La part de la didactique dans les sciences de l’éducation ainsi que son rapport avec la pédagogie sont analysés. Si le didacticien est redevable à l’épistémologue, il ne l’est pas exclusivement et doit concéder un peu de terrain à la pédagogie. Ce n’est pas simple dans les faits au sujet des questions d’appartenance : les didacticiens chercheraient à « s’extraire de la grande maison des sciences de l’éducation » pour reprendre la formule d’Alain Jaillet. Mais le fait est aussi que l’appartenance aux sciences de l’éducation peut laisser une certaine marge de manœuvre (théorique, méthodologique…) par rapport à d’autres disciplines de référence. La pédagogie apporte également une réponse aux problématiques actuelles de gestion de classe et d’évitement de la violence alors qu’il y a une vingtaine d’année, les questionnements des enseignants débutants étaient encore centrés sur les contenus et les apprentissages disciplinaires.

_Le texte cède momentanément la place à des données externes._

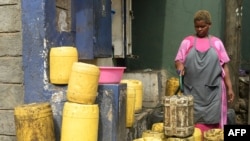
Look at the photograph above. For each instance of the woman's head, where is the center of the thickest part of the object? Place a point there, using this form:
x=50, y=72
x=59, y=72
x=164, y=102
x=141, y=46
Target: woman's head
x=202, y=23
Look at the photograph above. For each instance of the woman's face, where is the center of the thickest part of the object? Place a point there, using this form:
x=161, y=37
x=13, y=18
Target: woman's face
x=201, y=28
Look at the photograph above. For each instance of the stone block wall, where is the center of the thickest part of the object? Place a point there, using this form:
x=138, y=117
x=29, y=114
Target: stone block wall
x=11, y=74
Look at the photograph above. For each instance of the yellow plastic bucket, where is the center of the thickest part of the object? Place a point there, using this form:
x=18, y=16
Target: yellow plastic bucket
x=61, y=61
x=214, y=135
x=34, y=122
x=197, y=136
x=80, y=122
x=130, y=107
x=153, y=134
x=137, y=85
x=83, y=83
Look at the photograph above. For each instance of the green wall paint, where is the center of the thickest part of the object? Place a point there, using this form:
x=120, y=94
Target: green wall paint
x=245, y=39
x=160, y=25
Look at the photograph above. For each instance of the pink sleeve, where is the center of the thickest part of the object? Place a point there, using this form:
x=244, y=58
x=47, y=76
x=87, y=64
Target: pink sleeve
x=222, y=53
x=183, y=49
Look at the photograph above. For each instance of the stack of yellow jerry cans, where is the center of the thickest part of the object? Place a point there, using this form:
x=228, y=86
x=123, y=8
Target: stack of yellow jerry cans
x=134, y=99
x=80, y=115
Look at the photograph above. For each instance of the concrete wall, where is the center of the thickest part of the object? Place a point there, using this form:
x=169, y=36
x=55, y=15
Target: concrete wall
x=11, y=75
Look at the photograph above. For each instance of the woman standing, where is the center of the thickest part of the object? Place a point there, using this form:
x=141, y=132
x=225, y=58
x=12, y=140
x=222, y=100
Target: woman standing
x=202, y=60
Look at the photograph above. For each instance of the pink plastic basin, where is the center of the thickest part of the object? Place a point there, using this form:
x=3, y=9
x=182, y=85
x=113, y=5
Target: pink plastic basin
x=111, y=75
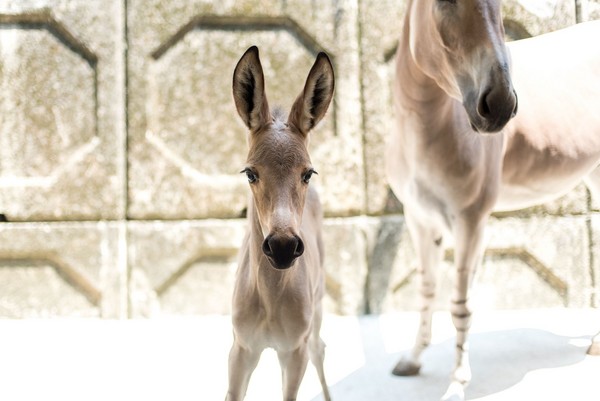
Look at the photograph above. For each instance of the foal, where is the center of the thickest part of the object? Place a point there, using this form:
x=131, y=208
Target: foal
x=280, y=280
x=454, y=86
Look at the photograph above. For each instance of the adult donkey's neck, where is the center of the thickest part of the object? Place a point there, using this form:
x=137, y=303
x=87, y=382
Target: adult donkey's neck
x=416, y=92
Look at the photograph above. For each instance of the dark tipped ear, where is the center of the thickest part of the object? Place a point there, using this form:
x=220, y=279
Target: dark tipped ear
x=249, y=90
x=311, y=105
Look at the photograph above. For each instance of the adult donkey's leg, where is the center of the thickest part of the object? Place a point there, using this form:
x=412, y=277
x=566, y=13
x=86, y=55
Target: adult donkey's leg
x=316, y=351
x=428, y=245
x=593, y=183
x=293, y=365
x=242, y=363
x=467, y=257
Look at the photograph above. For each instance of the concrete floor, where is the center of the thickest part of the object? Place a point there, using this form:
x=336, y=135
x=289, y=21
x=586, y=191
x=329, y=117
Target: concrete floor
x=515, y=355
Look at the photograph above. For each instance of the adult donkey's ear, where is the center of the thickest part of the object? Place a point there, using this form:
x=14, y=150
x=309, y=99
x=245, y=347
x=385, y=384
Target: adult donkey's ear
x=249, y=90
x=311, y=105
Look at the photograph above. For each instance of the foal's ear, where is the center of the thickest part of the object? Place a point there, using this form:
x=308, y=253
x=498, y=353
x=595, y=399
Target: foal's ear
x=249, y=90
x=311, y=105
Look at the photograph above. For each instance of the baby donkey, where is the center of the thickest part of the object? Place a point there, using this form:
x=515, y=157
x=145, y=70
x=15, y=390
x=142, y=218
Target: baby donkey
x=280, y=279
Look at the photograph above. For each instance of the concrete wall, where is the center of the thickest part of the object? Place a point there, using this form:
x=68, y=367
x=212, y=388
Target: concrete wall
x=120, y=151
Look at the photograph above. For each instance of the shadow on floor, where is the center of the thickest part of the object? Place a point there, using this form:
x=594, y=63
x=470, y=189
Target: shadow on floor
x=499, y=360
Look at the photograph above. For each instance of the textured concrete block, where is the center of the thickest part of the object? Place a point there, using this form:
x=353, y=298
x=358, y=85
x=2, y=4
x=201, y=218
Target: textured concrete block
x=60, y=269
x=345, y=265
x=534, y=17
x=183, y=268
x=61, y=111
x=188, y=268
x=187, y=143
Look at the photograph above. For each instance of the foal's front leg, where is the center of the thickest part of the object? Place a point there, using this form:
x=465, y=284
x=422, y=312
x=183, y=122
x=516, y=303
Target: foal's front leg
x=293, y=365
x=468, y=254
x=428, y=244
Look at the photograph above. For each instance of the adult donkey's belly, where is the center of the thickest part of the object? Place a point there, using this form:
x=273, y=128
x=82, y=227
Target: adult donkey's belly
x=554, y=140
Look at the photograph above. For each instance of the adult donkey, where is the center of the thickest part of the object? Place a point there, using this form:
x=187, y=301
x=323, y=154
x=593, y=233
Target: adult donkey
x=280, y=280
x=456, y=155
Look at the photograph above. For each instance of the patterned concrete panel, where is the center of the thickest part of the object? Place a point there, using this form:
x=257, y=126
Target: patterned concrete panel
x=187, y=143
x=62, y=269
x=61, y=125
x=589, y=10
x=183, y=267
x=539, y=16
x=188, y=268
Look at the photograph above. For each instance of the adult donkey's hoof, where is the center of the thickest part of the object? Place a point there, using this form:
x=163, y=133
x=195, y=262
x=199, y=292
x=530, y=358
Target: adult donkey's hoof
x=406, y=368
x=594, y=348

L’ouvrage insiste aussi sur la responsabilité des chercheurs en sciences de l’éducation à « jouer le jeu » de cette appartenance institutionnelle en citant, dans leurs travaux, les travaux d’auteurs précisément issus de la section 70 pour lui donner encore davantage de légitimité mais également à investir le terrain de l’articulation des recherches en éducation (des neurosciences à la sociologie) pour justement mettre en lumière la part des sciences de l’éducation dans cet ensemble.

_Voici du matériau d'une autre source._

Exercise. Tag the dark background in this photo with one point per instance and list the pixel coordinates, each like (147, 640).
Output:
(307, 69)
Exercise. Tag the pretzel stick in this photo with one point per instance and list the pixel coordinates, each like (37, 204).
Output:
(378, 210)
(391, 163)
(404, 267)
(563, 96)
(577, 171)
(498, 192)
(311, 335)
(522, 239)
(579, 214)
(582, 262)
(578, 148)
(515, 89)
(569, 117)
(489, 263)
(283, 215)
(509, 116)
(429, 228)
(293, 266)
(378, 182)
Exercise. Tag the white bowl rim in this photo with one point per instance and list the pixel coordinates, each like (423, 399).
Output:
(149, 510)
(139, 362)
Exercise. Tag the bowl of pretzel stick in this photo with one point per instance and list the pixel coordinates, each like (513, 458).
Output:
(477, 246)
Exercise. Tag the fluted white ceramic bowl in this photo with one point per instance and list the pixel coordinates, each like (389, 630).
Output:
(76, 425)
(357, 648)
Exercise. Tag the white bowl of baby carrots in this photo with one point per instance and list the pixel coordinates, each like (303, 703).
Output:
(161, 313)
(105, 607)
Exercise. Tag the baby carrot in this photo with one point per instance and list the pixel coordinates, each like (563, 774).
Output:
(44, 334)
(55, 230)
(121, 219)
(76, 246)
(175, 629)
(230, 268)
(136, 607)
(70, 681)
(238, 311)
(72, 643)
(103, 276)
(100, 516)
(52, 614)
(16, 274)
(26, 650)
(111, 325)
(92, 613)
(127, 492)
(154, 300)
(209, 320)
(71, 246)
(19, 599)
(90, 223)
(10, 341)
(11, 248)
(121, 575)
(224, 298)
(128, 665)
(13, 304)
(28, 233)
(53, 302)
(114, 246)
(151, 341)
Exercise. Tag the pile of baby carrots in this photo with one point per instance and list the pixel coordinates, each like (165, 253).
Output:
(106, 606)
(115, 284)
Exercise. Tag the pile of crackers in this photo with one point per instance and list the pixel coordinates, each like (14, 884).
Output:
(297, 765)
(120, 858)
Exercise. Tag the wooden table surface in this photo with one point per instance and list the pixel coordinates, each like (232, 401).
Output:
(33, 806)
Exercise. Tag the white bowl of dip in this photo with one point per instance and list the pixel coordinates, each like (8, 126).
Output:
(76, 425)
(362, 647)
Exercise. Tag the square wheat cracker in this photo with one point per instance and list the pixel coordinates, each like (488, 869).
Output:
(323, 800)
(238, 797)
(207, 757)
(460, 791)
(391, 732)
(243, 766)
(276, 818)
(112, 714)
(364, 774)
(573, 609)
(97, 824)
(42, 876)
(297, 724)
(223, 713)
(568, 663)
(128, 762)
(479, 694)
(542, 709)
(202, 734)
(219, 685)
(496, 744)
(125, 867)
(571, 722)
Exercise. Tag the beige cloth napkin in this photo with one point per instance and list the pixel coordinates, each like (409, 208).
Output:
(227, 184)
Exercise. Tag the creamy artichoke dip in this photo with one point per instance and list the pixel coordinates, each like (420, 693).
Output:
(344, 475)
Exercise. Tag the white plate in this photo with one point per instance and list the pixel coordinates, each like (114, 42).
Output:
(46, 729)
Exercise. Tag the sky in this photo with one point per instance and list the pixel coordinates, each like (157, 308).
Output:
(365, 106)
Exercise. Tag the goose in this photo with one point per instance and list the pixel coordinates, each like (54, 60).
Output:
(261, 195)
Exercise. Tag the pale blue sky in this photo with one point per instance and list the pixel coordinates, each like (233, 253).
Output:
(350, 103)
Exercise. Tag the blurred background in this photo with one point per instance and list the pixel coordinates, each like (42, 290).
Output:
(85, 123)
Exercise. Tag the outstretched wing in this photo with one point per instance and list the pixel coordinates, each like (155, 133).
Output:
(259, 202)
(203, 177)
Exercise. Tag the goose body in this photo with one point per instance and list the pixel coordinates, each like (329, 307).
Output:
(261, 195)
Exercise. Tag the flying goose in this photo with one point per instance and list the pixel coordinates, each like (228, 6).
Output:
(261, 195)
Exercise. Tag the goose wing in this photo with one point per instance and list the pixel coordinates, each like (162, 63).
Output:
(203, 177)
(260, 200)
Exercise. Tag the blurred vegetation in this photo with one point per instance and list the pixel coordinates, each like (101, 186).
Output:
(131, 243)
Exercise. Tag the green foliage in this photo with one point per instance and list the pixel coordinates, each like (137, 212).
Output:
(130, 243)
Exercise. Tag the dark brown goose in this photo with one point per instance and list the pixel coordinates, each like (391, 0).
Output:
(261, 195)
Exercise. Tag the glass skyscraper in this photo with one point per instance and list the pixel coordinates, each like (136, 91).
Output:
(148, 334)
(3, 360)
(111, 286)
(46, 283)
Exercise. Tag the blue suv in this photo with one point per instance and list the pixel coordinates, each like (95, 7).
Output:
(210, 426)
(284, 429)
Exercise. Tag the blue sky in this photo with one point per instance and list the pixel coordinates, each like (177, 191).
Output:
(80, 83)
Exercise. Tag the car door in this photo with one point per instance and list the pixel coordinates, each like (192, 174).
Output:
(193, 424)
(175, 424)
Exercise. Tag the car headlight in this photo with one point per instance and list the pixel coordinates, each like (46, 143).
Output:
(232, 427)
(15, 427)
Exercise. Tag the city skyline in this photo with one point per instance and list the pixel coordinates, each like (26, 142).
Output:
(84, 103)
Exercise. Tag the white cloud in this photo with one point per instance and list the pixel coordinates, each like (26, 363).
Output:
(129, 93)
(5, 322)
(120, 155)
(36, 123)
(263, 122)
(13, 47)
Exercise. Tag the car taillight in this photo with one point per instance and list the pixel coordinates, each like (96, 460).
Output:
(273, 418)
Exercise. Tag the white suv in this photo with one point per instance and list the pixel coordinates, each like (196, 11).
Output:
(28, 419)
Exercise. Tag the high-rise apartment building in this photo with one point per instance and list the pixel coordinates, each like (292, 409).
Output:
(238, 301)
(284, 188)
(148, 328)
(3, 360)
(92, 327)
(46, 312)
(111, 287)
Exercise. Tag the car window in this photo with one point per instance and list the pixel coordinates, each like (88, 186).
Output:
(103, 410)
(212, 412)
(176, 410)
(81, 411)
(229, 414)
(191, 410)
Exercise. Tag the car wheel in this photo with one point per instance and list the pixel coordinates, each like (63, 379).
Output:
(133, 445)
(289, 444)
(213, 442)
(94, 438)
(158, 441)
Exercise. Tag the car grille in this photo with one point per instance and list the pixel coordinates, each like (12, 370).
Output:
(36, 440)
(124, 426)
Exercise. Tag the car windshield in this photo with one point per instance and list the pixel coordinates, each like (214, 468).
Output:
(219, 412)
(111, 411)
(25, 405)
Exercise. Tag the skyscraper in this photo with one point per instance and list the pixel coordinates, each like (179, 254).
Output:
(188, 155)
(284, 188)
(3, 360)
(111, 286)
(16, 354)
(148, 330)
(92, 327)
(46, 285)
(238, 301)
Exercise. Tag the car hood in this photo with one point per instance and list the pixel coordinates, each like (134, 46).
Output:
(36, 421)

Tout cela dans un contexte où les commanditaires des recherches veulent des résultats concrets et immédiats : plusieurs des chapitres évoquent la pression instrumentalisée, l’utilitarisme, les « bonnes pratiques », « l’évaluationnite » chiffrée…autant de dérives pouvant nuire à l’image des sciences de l’éducation, à la façon dont les recherches sont menées et à des décisions politiques hasardeuses. Mais au-delà de ces tendances récentes, il apparaît urgent de (re)connecter le champ d’étude avec la « mission professionnelle » de former des enseignants. C’est ce qu’évoque en conclusion, avec un regard distancié outre Atlantique, Claude Lessard, en se demandant « s’il est possible de tenir un projet de connaissance pluridisciplinaire sans le principe intégrateur de la profession (comme c’est le cas en médecine, en génie ou en gestion) ? ».

Quand à la géographie, elle n’est pas spécialement prise en exemple dans le cadre des didactiques disciplinaires : on lira que, dans le cadre des thématiques de recherche en émergence dans les sciences de l’éducation, les « territoires en éducation » forment « un champ de recherche à part entière avec communauté associée » (p 180). Si l’ouvrage offre trois encarts sur des disciplines contributives (histoire, philosophie, économie de l’éducation), peut-on alors imaginer, lors d’une réédition ultérieure, l’arrivée d’une « approche géographique de l’éducation » dans un ouvrage de référence comme celui-ci ?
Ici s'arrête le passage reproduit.